From the beginnings of what we call biblical archeology, perhaps 150 years ago, scholars, mostly western scholars, have attempted to use archeological data to prove the Bible. [William Foxwell] Albright, the great father of our discipline, often spoke of the "archeological revolution." Well, the revolution has come but not in the way that Albright thought.
Archeologists can often tell you what happened and when and where and how and even why. But there is no word for history in the Hebrew Bible. We try to make the Bible something it is not, and that's doing an injustice to the biblical writers.
No archeologists can tell anyone what it means, and most of us don't try. In other words, what did the biblical writers think they were doing? They were good historians, and they could tell it the way it was when they wanted to, but their objective was always something far beyond that. [Yahweh is an ancient Israelite name for God.] Archeology is almost the only way that we have for reconstructing a real-life context for the world out of which the Bible came, and that does bring understanding. Some of the other names in the narratives are Egyptian, and there are genuine Egyptian elements. But those Israelites were in Canaan; they are not in Egypt, and nothing is said about them escaping from Egypt.
When you think of how little we knew about the biblical world even 100 years ago and what we know today, it's astonishing. Does it matter exactly how Abraham and his clan left, and when they arrived in Canaan, or where they settled? This is the dawn of written history or prehistory, when the archeological evidence can't easily be correlated with any external evidence, textual evidence—even if we did have it. But no one has found a text or an artifact in Egypt itself or even in the Sinai that has any direct connection. But I think it does mean what happened was rather more modest. [For more on Moses and the Exodus, see Carol Meyer's interview.] No Egyptian text mentions the Israelites except the famous inscription of Merneptah dated to about 1206 B. It's the earliest reference we have to the Israelites.
One of the first efforts of biblical archeology in the last century was to prove the historicity of the patriarchs, to locate them in a particular period in the archeological history. Are we to become unbelievers if we can't prove that Abraham ever lived? What really matters is that Abraham is seen later by Jews and Christians as the father of the faithful. The victory stele of Pharaoh Merneptah, the son of Ramesses II, mentions a list of peoples and city-states in Canaan, and among them are the Israelites. E., know of a group of people somewhere in the central highlands—a loosely affiliated tribal confederation, if you will—called "Israelites." These are our Israelites. We know today, from archeological investigation, that there were more than 300 early villages of the 13th and 12th century in the area. Forty years ago it would have been impossible to identify the earliest Israelites archeologically. And then, in a series of regional surveys, Israeli archeologists in the 1970s began to find small hilltop villages in the central hill country north and south of Jerusalem and in lower Galilee. The settlements were founded not on the ruins of destroyed Canaanite towns but rather on bedrock or on virgin soil.
We are talking about a journey of several hundred miles around the fringes of the desert. It disturbs some people that, for the very early periods such as the so-called patriarchal period, we archeologists haven't much to say. So gradually the old conquest model [based on the accounts of Joshua's conquests in the Bible] began to lose favor amongst scholars.
The later we come in time, the firmer the ground we stand on—we have better sources. Many scholars now think that most of the early Israelites were originally Canaanites, displaced Canaanites, displaced from the lowlands, from the river valleys, displaced geographically and then displaced ideologically.So what we are dealing with is a movement of peoples but not an invasion of an armed corps from the outside.Today I think most archeologists would argue that there is no direct archeological proof that Abraham, for instance, ever lived. Abraham moves out on faith to a land he has never seen. And it's interesting that the other entities, the other ethnic groups, are described as nascent states, but the Israelites are described as "a people." They have not yet reached a level of state organization.

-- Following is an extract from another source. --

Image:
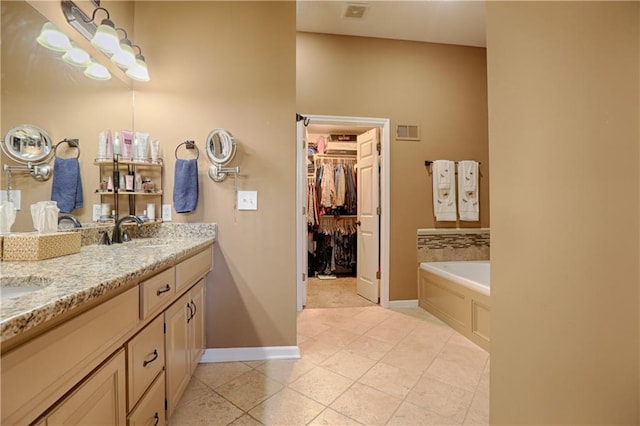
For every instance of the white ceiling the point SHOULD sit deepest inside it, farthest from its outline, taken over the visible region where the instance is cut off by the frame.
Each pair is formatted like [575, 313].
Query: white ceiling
[444, 21]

There was no evidence of armed conflict in most of these sites.We do know a lot about pastoral nomads, we know about the Amorites' migrations from Mesopotamia to Canaan, and it's possible to see in that an Abraham-like figure somewhere around 1800 B. You have to think of how perilous the journey would have been had it really taken place. It is profoundly true, but it's not the kind of truth that archeology can directly illuminate. Archeologists also have discovered that most of the large Canaanite towns that were supposedly destroyed by invading Israelites were either not destroyed at all or destroyed by "Sea People"—Philistines, or others.William Dever, Professor Emeritus at the University of Arizona, has investigated the archeology of the ancient Near East for more than 30 years and authored almost as many books on the subject.In the following interview, Dever describes some of the most significant archeological finds related to the Hebrew Bible, including his own hot-button discovery that the Israelites' God was linked to a female goddess called Asherah.